— Но ведь это народное творчество! — возмутился я. — Оно иногда бывает матерным.
— Оно всегда матерное, — поправил меня издатель, — но печатать нельзя. Разврат подрастающего поколения. Слушай, не хочешь продать партию МАЗов?
— Большую? — по инерции поинтересовался я.
— Штук пятьдесят.
— Нет, — отказался я. — Я дружу со сказочниками, а не дальнобойщиками.
В середине девяностых не торговал только ленивый. А я, к сожалению, любил лентяйничать.
На заседании комиссии, на котором мне предстояло выступить, я увидел незнакомых людей.
— Кто такие? — спросил я Соколова, который всегда все знал.
— Художники, — ответил тот. — Новых учредителей премии подтягиваем.
Это были народный художник России Валентин Сидоров с товарищами. Бурлаком, кстати, выступал Лубков, тоже один из учредителей.
— Подтягиваете? — спросил я его.
— Хорошие люди, — кивнул он. — Художники вообще самые надежные из творцов.
— Почему?
— А у них на предательство нет времени. Малюют себе в мастерской, в свободное время пьют. Дохнуть некогда.
Я с уважением посмотрел на Юрия Николаевича. Ректоры знают то, о чем простые граждане не догадываются.
— Сам Сидоров, кстати, не пьет, — сказал Лубков.
— Как же он стал народным? — удивился я.
— Талант.
Да, таланту многое дозволено.
Я увидел, как Соколов с водителем потащили в комнату за сценой ящик водки.
— В наше время пили гораздо меньше, — сказал Викторов, поймав мой взгляд.
— Боялись? — спросил я.
— Некогда было, — поднял вверх указательный палец бывший главный редактор. — В любое время могли в ЦК вызвать.
— А там что?
— Либо разнос, либо выговор. Благодарность не объявляли.
— Себя не забывали наградить, — вмешался в наш разговор Просвирин, которого ввели в комиссию вместе со мной. — Писателей, правда, в ЦК уважали больше, чем остальных.

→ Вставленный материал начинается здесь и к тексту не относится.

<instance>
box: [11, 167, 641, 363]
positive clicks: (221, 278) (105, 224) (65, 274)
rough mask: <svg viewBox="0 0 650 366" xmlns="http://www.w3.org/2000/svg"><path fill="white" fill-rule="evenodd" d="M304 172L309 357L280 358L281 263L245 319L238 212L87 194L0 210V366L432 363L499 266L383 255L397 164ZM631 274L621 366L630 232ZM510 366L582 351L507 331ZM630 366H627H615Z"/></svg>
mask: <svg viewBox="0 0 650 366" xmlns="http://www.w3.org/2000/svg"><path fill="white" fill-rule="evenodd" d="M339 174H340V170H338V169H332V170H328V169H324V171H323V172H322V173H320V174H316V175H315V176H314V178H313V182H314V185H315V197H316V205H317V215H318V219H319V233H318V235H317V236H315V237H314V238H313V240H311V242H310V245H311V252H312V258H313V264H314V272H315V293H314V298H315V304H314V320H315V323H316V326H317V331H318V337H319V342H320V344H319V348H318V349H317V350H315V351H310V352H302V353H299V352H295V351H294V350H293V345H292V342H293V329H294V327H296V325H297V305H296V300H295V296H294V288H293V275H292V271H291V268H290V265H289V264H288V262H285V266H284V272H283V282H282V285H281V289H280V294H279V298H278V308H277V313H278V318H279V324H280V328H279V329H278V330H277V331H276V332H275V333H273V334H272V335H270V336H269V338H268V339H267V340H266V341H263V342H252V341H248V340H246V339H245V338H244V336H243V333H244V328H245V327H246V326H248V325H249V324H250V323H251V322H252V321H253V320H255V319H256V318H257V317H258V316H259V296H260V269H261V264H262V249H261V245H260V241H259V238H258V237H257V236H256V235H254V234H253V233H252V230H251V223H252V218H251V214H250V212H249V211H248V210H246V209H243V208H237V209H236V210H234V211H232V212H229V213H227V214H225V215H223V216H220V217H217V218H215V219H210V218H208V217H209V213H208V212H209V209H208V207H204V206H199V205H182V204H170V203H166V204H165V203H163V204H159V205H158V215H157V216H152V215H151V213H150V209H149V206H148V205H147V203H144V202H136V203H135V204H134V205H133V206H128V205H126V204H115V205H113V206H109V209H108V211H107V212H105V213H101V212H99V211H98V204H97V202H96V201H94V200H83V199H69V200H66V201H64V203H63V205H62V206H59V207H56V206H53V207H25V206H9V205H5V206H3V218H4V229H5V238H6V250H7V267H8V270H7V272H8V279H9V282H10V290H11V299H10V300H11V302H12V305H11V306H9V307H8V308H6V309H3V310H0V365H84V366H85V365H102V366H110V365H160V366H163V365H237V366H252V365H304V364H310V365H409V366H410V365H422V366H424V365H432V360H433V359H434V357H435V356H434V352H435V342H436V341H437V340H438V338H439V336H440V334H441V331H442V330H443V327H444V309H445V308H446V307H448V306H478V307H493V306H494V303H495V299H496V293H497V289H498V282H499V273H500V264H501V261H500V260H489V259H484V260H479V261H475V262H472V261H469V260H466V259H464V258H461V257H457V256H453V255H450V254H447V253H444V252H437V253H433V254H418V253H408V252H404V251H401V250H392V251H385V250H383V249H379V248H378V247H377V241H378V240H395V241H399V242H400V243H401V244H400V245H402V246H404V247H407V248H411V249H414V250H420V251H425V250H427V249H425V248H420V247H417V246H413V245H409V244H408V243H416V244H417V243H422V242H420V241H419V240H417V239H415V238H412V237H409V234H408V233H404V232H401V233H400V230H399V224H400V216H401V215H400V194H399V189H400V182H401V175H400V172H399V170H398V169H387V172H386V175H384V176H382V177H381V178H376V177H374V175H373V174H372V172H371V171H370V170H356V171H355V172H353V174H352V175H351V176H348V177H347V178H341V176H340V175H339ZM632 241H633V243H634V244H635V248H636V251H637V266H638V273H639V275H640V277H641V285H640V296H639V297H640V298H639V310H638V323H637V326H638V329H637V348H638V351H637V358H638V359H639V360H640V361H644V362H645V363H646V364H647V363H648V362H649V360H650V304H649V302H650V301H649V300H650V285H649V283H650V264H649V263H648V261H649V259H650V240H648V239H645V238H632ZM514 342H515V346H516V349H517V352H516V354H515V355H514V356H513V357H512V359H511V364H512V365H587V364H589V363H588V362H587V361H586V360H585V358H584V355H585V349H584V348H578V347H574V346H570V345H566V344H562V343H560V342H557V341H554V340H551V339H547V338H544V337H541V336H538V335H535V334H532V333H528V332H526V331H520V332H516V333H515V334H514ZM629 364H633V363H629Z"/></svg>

— Я у них был простой редактор, — вздохнул Викторов.
— Зато скольких вы напечатали: Распутин, Носов, Белов, Астафьев…
Просвирин не назвал себя. Вероятно, у него с Викторовым были какие-то свои счеты.
— Художникам мастерские давали, — сказал я. — Некоторые и жили в них.
— До сих пор живут, — махнул рукой Петр Кузьмич. — В квартире жена с внуками, а сам в мастерской. Удобно.
— Юрий Владимирович сегодня в хорошем настроении, — сказал Лубков.
— Предвкушает, — благодушно кивнул Просвирин. — На комиссию он без Алевтины приезжает.
Да, без Алевтины Кузьминичны Бочкарев чувствовал себя намного свободнее.
— И про премию уже все знают, — посмотрел на меня Петр Кузьмич. — Она лишней никогда не бывает. Помню, получил я Государственную…
Он замолчал.
— Да, не те сейчас премии, — сказал Викторов. — У меня, правда, и не было их. Одни выговоры.